10. In view of above observation of Co-ordinate Bench of ITAT Jaipur (supra) and from the facts and circumstances of the case, I observe that the Assessing Officer proceeded to value the share by adopting book value method whereas the assessee adopted the value of shares by following discounted cash flow method (DCFM) and the objection of the AO primarily rest on the premise that the method adopted by the assessee company is not appropriate. As I have noted above that it is the prerogative and privilege of the assessee to adopt one method and once the assessee has chosen discounted cash flow method for valuing its shares then the AO or any other revenue authorities cannot compel the assessee to adopt another method i.e. book value method. However, I may also make it clear that the exercise of such option cannot be therefore challenged by the revenue authorities with the same has exercised at first place by the assessee but the AO is undisputedly entitled to scrutinise, verify and examine the valuation report and determine the fresh valuation either by himself or from an independent valuation after confronting the assessee. But at the same time, it is ample clear that the basis has to be the DCF method and it is not open to the revenue to change the method of valuation which has been opted by the assessee.

11. In view of above, in the instant case, the value adopted and computed by the assessee as per Rule 11UA(2)(c)(b) by following DCF method at Rs.51/85 and the assessee company has received shares and issued/allotted @ Rs.50 per share including premium and this rate has not been contested or challenged by the AO and during hearing before him by ld D.R. From a careful reading of the assessment order, I clearly observe that the AO merely compelled the assessee to change the valuation method from DCF method to another book value method, which is not permissible as per Rule 11UA(2)(c)(b) and other provisions of the Act. As per the Explanation (a) (ii) to Section 56(2)(viib), speaks about the satisfaction of the AO but there is no condition in the explanation (a)(i) that the AO is not permitted to interfere with the valuation once done in accordance with the method prescribed in the Rule 11UA (2)(c)(b) of the Rules. Therefore, the AO as well as ld CIT(A) was not correct in rejecting the adoption of DCFM by the assessee and invoking the provisions of section 56(2)(viib) of the Act for making addition on differential value of shares and valuation done as per book value method.
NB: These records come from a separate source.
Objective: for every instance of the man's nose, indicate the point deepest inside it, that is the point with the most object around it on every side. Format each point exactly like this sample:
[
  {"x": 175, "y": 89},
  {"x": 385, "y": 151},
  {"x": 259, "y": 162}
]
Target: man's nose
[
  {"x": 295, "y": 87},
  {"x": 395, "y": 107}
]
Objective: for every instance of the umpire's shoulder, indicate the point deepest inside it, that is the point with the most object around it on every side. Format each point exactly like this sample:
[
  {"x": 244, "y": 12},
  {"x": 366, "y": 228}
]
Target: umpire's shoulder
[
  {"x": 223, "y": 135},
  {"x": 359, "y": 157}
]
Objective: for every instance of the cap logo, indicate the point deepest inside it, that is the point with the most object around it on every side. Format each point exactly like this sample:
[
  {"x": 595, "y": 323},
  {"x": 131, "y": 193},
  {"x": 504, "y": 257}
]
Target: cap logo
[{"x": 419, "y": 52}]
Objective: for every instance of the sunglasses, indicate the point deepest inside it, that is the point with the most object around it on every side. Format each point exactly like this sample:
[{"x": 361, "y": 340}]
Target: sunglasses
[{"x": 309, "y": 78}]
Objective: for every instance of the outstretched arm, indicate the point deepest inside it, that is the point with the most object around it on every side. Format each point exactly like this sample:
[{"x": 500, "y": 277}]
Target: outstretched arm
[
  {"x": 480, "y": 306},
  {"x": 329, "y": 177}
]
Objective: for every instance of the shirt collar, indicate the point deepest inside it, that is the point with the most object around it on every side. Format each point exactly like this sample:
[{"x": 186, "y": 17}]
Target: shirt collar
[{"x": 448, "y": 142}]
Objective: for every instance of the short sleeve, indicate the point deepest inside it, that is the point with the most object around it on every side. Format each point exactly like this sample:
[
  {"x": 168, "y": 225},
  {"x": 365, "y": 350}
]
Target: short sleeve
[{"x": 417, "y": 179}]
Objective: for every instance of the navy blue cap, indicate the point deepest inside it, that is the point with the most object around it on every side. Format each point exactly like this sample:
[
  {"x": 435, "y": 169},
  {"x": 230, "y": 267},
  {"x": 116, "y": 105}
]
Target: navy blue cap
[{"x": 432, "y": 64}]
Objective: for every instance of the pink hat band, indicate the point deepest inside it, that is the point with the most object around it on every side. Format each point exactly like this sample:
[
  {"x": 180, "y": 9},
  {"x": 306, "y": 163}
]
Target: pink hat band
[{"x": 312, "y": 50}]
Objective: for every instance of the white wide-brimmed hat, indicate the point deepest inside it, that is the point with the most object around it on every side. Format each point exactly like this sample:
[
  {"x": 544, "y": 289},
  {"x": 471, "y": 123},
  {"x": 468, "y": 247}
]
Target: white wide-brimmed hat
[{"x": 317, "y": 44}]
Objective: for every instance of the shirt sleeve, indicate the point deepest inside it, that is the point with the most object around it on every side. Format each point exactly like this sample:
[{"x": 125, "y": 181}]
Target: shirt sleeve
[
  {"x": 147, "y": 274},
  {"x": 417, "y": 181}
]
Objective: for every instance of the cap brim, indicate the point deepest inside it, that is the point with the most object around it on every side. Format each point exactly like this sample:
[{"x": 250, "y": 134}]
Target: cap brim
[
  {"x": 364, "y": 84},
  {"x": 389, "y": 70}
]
12. Therefore, in view of above discussion and respectfully following the ratio laid down in the case of Rameshwaram Strong Glass Pvt Ltd., (supra) and keeping in view the facts of the case and provisions of section 56(2)(viib) r.w. Rule 11U(1)(c)(b), I am compelled to hold that the addition made by the AO is not sustainable and, therefore, I dismiss the same.

13. In the result, appeal of the assessee is allowed.